Section 300, subdivisions (b), (d) and (j) provide in pertinent part as follows: "Any child who comes within any of the following descriptions is within the jurisdiction of the juvenile court which may adjudge that person to be a dependent child of the court: [¶] . . . [¶] (b) The child has suffered, or there is a substantial risk that the child will suffer, serious physical harm or illness, as a result of the failure or inability of his or her parent or guardian to adequately supervise or protect the child . . . . No child shall be found to be a person described by this subdivision solely due to the lack of an emergency shelter for the family. . . . [¶] . . . [¶] (d) The child has been sexually abused, or there is a substantial risk that the child will be sexually abused, as defined in Section 11165.1 of the Penal Code, by his or her parent or guardian or a member of his or her household, or the parent or guardian has failed to adequately protect the child from sexual abuse when the parent or guardian knew or reasonably should have known that the child was in danger of sexual abuse. [¶] . . . [¶] (j) The childs sibling has been abused or neglected, as defined in subdivision (a), (b), (d), (e), or (i), and there is a substantial risk that the child will be abused or neglected, as defined in those subdivisions. The court shall consider the circumstances surrounding the abuse or neglect of the sibling, the age and gender of each child, the nature of the abuse or neglect of the sibling, the mental condition of the parent or guardian, and any other factors the court considers probative in determining whether there is a substantial risk to the child."

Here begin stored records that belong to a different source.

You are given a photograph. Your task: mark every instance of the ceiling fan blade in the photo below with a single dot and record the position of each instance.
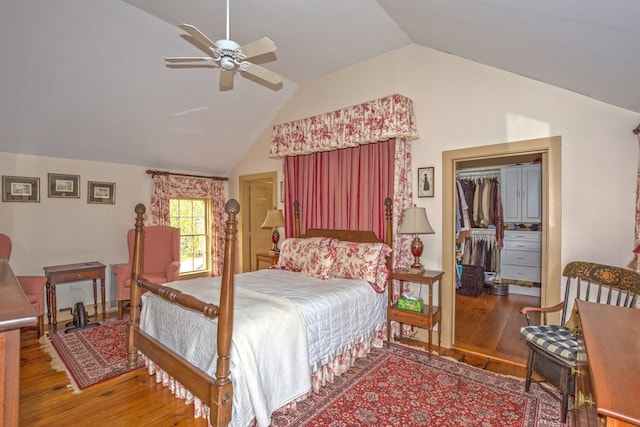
(258, 47)
(261, 73)
(197, 34)
(189, 59)
(198, 44)
(226, 79)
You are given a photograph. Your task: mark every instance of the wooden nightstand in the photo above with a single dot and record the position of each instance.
(266, 257)
(430, 315)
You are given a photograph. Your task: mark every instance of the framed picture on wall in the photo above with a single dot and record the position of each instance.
(425, 182)
(103, 193)
(66, 186)
(20, 189)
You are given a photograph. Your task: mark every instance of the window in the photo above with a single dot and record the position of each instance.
(191, 216)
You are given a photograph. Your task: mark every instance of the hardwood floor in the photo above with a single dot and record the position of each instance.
(134, 399)
(490, 325)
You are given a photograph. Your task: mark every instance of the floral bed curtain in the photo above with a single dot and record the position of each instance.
(167, 186)
(304, 143)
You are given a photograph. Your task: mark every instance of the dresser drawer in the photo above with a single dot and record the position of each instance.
(521, 257)
(520, 272)
(530, 245)
(523, 235)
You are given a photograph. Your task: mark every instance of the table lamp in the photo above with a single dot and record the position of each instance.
(274, 220)
(415, 222)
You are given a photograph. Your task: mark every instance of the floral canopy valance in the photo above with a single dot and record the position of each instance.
(373, 121)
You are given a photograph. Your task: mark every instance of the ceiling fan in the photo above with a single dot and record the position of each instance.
(228, 55)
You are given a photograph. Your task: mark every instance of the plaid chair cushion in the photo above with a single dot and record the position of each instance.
(554, 339)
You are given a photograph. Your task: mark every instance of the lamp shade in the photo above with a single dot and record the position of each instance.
(415, 222)
(274, 219)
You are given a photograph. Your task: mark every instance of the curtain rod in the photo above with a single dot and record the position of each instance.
(215, 178)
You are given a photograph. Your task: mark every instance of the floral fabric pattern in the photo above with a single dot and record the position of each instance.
(296, 253)
(363, 261)
(378, 120)
(167, 186)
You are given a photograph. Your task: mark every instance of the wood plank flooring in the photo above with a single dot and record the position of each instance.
(490, 325)
(134, 399)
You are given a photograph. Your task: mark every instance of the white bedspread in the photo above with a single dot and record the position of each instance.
(285, 326)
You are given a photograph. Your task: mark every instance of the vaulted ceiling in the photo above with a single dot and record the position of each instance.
(86, 79)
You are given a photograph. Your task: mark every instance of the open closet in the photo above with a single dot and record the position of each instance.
(498, 228)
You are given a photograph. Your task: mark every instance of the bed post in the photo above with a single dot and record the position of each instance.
(296, 219)
(388, 217)
(223, 397)
(134, 295)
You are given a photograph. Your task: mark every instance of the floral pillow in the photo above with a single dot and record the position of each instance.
(310, 256)
(319, 258)
(363, 261)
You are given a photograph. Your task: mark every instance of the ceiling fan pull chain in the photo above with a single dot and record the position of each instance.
(228, 38)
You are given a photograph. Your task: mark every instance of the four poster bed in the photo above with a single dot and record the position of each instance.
(245, 345)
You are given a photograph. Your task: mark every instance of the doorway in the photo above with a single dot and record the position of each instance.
(257, 196)
(549, 150)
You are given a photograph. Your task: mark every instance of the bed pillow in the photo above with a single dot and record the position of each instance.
(297, 254)
(319, 258)
(363, 261)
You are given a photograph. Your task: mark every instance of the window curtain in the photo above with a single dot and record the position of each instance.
(167, 186)
(351, 140)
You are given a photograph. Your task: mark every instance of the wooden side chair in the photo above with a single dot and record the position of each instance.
(553, 348)
(161, 263)
(33, 286)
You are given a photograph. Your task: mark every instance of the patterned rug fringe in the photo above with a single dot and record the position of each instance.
(56, 362)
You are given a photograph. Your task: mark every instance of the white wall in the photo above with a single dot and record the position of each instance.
(64, 231)
(459, 104)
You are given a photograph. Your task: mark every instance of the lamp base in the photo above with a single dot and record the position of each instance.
(415, 270)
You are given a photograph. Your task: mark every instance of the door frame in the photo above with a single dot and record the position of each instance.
(550, 150)
(244, 194)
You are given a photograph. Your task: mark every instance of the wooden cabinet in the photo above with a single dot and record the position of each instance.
(521, 192)
(607, 381)
(430, 315)
(520, 255)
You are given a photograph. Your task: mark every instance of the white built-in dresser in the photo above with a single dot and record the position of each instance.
(520, 256)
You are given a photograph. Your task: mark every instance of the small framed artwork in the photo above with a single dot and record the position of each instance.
(101, 192)
(20, 189)
(425, 182)
(66, 186)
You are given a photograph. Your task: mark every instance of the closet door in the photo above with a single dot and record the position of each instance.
(521, 194)
(511, 182)
(531, 201)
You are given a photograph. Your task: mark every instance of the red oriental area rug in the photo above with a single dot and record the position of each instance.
(90, 355)
(402, 386)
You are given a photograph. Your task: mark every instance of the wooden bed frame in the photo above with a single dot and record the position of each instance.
(216, 392)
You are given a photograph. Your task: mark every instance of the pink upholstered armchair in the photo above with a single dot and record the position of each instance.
(33, 286)
(161, 262)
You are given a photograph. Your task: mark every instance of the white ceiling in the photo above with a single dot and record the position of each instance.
(86, 79)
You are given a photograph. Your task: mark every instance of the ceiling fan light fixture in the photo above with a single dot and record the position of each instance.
(227, 63)
(230, 56)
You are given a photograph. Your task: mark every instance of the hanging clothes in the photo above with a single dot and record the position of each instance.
(484, 204)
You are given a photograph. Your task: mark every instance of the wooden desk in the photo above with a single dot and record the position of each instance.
(15, 312)
(58, 274)
(430, 315)
(265, 257)
(607, 382)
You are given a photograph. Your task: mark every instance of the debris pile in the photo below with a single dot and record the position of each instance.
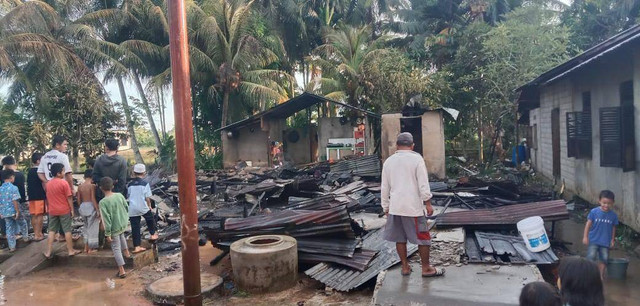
(334, 212)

"This rule is also compelled by the language of subdivision (b) itself, which provides in part, `The [child] shall continue to be a dependent child pursuant to this subdivision only so long as is necessary to protect the [child] from risk of suffering serious physical harm or illness. (§ 300, subd. (b).)"

Mothers conclusion is flawed, however, in that it fails to apply the Rocco M. criteria to the full range of facts before the court. In Rocco M., for example, there were no facts showing any reason for the mother to know or suspect the caretaker would abuse the boy, repeated instances of abuse, or any future risk that it would recur. (In re Rocco M., supra, 1 Cal.App.4th at pp. 817, 825.) We also note that the Rocco M. court expressly declined to determine whether a substantial risk of abuse existed at the time of the jurisdictional hearing, and decided the matter on other grounds. (Ibid.)

In the instant case, the record reveals several facts that raise serious concerns about the possible impairment of Mothers judgment with respect to protecting the children from sexual abuse. Mother moved the children to a property that was home to a known sexual abuser, Juan A., who had abused Mother for several years during her childhood. The property was also home to the childrens maternal grandmother, who had failed to protect Mother from Juan A.s abuse. After Mother learned Juan A. and Oscar V. had sexually abused A.A., one of the purported protective measures she took was to have that same grandmother "keep an eye on" the abusers when Mother was not around. Mother did not move the children away from the property but rather continued to reside there. Thus, Mother effectively allowed a continuing risk that the abusers would have physical access to the children and, therefore, that the abuse could recur. Mother did not move away until DCFS detained the children, leaving little reason to believe that she would otherwise have moved at all.

Mother did not report Juan A. and Oscar V. to the police, demand that they leave the property, or confront them about the abuse in any manner. Her reasons for not taking such actions did not relate to protecting the children. Her reasons related to the welfare or benefit of her own mother, Juan A. and Oscar V. (i.e., because Juan A. paid rent for staying in her mothers home and because Oscar V. had nowhere else to go and would refuse to leave). That is, Mother chose a course that protected the man who abused her as a child and her mother who did not protect her from the abuse.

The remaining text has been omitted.